There are clearly further concerns to explore. For instance with the data we already have we can easily include a further control variable - the number of tweets per capita. This could be another control for confounding influences such as education for instance, which might be only impefectly captured by population density e.g. states with more educated people will have higher internet (and twitter) usage. The resulting regression is as follows:
reg3=lm(deathsPC~hoaxsh+density+tweetsPC,stats)
reg3%>% summary()
##
## Call:
## lm(formula = deathsPC ~ hoaxsh + density + tweetsPC, data = stats)
##
## Residuals:
## Min 1Q Median 3Q Max
## -0.6398 -0.1431 -0.0238 0.1145 0.6798
##
## Coefficients:
## Estimate Std. Error t value Pr(>|t|)
## (Intercept) 0.0517762 0.1082412 0.478 0.63472
## hoaxsh 0.6341188 0.1802233 3.519 0.00101 **
## density 0.0011844 0.0001367 8.662 3.83e-11 ***
## tweetsPC -0.0012781 0.0061400 -0.208 0.83605
## ---
## Signif. codes: 0 '***' 0.001 '**' 0.01 '*' 0.05 '.' 0.1 ' ' 1
##
## Residual standard error: 0.2428 on 45 degrees of freedom
## Multiple R-squared: 0.6482, Adjusted R-squared: 0.6247
## F-statistic: 27.64 on 3 and 45 DF, p-value: 2.742e-10
We see two things in particular: 1.) Tweets per capita do not have a significant influence on deaths. 2.) The hoaxism effect remains virtually unchanged. In other words, it is robust to this small modification in the model, which is re-assuring.

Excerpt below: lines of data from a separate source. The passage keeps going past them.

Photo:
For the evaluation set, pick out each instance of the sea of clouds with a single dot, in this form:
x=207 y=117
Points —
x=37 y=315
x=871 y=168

The fact that the relationship is significant doesn’t mean it is necessarily important. To get a sense of the order of magnitude we can work out how much lower covid deaths for the US as a whole would be if our estimate above is true reflection of the causal effect of hoaxism. We can use our model to work out how many lives would have been saved in a given US state \(i\) in absence of hoaxism by calculating \[ \Delta Deaths^{CF}_i=\hat{\beta_1} \times HOAX_i \times POP_i\] where \(\Delta Deaths^{CF}_i\) is the (counterfactual) number of deaths avoided and \(POP_i\) is a state’s population. Summing over all states we can work out the total number of deaths that could have been avoided in the US.

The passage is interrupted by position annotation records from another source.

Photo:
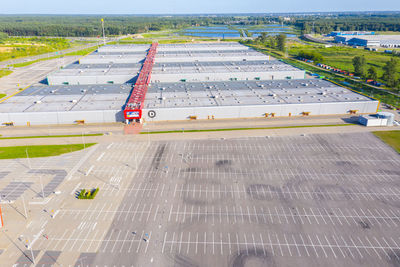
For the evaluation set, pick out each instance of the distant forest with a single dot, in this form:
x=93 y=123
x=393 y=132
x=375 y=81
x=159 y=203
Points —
x=90 y=25
x=348 y=22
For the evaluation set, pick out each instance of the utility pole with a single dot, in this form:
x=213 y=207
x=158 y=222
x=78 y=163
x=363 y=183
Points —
x=27 y=156
x=1 y=217
x=104 y=33
x=23 y=201
x=30 y=247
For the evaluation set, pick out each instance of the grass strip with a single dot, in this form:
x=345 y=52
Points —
x=245 y=129
x=14 y=152
x=5 y=72
x=49 y=136
x=392 y=138
x=82 y=52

This leads to a value of 86211, which corresponds to 41.4 % of deaths over the sample period considered here. This is clearly substantial. Of course, there are still many possible confounding factors that should be explored but a figure like that is at the very least a strong motivation for further research in this area.
There are many different things one could or even should try. Clearly, there are other useful control variables. One could explore the interaction between hoaxism and density as we did during the visualisation lecture. One could look at time series data for individual states and see if flare ups in infection are somehow related to flare ups in hoaxism. However, a basic analysis and discussion as done here would be a good group coursework piece along with a conclusion along the following lines:
Hoaxism and related misinformation are an increasing concern for the functioning of democracy, our well being and economics. In the case of the covid pandemic, misinformation has potentially immediate deadly consequences. Here we explored the link between hoaxsim and covid deaths across US states. We found a robust and significant relationship between hoaxism and covid deaths. We also find that the relationship quantitatively meaningful. If we take the numbers at face value they imply that without hoaxism as much as 30% of US COVID deaths could have been avoided. Clearly this figure should be subjected to further scrutiny - e.g. by using more sophisticated empirical models - but it is clearly a strong motivator to understand the mechanisms behind COVID hoaxism better.